Cytoplasmic and nuclear quality control and turnover of single-stranded RNA modulate post-transcriptional gene silencing in plants

Eukaryotic RNA quality control (RQC) uses both endonucleolytic and exonucleolytic degradation to eliminate dysfunctional RNAs. In addition, endogenous and exogenous RNAs are degraded through post-transcriptional gene silencing (PTGS), which is triggered by the production of double-stranded (ds)RNAs and proceeds through short-interfering (si)RNA-directed ARGONAUTE-mediated endonucleolytic cleavage. Compromising cytoplasmic or nuclear 5'-3' exoribonuclease function enhances sense-transgene (S)-PTGS in Arabidopsis, suggesting that these pathways compete for similar RNA substrates.
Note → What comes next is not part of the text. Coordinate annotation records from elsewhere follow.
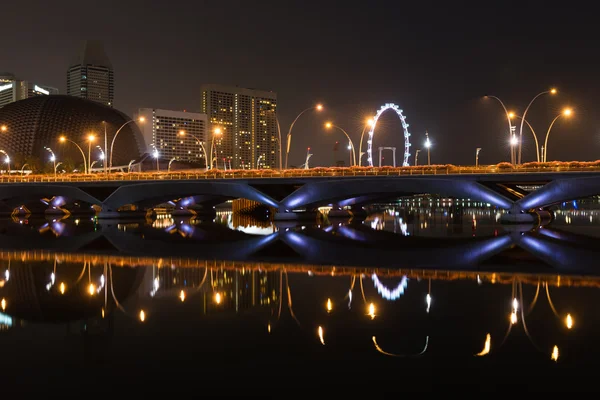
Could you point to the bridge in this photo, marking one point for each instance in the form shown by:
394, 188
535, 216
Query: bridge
297, 193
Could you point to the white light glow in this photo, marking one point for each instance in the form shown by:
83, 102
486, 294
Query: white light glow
387, 293
41, 90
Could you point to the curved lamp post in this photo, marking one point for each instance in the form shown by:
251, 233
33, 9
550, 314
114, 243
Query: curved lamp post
551, 91
329, 125
63, 139
368, 124
508, 117
112, 143
183, 133
567, 112
52, 158
217, 131
6, 160
428, 147
318, 107
537, 146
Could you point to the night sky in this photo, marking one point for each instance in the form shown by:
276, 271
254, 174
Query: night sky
435, 62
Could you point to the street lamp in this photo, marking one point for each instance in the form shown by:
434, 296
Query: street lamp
537, 146
428, 147
183, 133
329, 125
112, 143
63, 139
368, 124
317, 107
6, 160
155, 155
91, 138
551, 91
52, 158
510, 127
567, 112
170, 162
216, 132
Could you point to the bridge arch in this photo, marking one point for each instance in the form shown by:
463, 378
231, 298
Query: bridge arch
14, 194
384, 108
164, 191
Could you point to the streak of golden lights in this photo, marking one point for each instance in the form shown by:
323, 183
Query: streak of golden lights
320, 333
371, 312
487, 346
569, 321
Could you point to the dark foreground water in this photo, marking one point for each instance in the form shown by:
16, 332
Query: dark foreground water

Here, we show that impairing nonsense-mediated decay, deadenylation or exosome activity enhanced S-PTGS, which requires host RNA-dependent RNA polymerase 6 (RDR6/SGS2/SDE1) and SUPPRESSOR OF GENE SILENCING 3 (SGS3) for the transformation of single-stranded RNA into dsRNA to trigger PTGS. However, these RQC mutations had no effect on inverted-repeat-PTGS, which directly produces hairpin dsRNA through transcription. Moreover, we show that these RQC factors are nuclear and cytoplasmic and are found in two RNA degradation foci in the cytoplasm: siRNA-bodies and processing-bodies. We propose a model of single-stranded RNA tug-of-war between RQC and S-PTGS that ensures the correct partitioning of RNA substrates among these RNA degradation pathways.